I'm finding it difficult to solve this question
It's solving quadratic eqaution by completing the square
x^2+6x+1=0
Any help?
Here's how I'd proceed.
When solving the square of a quadratic in the form $\displaystyle x^2 + 2bx +c = 0$, first you put into brackets, $\displaystyle (x+b)^2 + c = 0$.
So in the case of your question you get $\displaystyle (x+3)^2 +1 = 0$. However, if you multiply out $\displaystyle (x+3)^2$,you find that you get an extra 9 in your equation, to compensate for this you also place a -9 in your equation, giving you $\displaystyle (x+3)^2 - 9 +1 = 0$.

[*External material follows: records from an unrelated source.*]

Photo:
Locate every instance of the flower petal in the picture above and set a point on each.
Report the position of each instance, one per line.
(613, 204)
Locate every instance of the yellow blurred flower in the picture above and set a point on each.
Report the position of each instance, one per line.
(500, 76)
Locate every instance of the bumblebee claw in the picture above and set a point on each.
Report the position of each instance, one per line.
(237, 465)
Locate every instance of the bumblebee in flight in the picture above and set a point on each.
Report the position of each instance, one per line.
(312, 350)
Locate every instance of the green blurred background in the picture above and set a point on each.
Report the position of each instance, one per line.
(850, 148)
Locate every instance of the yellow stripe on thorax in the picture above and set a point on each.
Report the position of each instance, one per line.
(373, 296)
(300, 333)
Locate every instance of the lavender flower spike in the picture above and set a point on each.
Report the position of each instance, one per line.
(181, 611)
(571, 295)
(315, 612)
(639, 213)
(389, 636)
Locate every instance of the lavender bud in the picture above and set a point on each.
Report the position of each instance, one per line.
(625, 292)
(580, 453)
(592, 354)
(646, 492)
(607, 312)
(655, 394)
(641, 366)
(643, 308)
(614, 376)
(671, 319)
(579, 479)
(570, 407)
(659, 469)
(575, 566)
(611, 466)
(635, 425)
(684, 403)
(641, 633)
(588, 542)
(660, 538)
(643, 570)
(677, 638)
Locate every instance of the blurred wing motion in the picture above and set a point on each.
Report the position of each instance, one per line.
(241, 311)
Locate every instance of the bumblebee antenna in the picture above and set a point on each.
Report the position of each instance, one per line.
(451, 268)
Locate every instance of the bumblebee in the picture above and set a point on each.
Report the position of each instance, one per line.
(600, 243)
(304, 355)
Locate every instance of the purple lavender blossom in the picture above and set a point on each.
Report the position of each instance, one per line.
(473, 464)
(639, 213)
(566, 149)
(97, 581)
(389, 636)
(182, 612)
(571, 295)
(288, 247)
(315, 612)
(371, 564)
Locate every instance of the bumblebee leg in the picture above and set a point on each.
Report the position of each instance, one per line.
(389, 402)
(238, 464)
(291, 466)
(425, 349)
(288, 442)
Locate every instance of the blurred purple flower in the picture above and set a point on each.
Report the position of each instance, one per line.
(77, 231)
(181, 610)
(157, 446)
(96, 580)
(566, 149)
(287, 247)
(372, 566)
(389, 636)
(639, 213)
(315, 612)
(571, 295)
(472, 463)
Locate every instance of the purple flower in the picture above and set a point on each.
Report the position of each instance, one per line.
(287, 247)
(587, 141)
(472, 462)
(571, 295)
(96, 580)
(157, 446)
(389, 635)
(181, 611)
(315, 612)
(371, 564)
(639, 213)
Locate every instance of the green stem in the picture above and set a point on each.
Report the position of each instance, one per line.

A little bit of rearranging should give you $\displaystyle (x+3)^2 = 8$, which in turn leads to $\displaystyle x+3 = \pm2\sqrt{2}$.
I presume you can continue from here to find the two solutions.
Craig
Hi Mist,
Step 1: Transpose the constant to the right hand side.
$\displaystyle x^2+6x=-1$
Step 2: Take half the coefficent of the linear term (x), square it, and add the result to both sides of the equation.
$\displaystyle x^2+6x+9=-1+9$
Step 3: You have just made the left side a perfect square trinomial.
$\displaystyle (x+3)^2=8$
Step 4: Take the square root of both sides.
$\displaystyle x+3=\pm \sqrt{8}$
I'll bet you can finish up, can't you?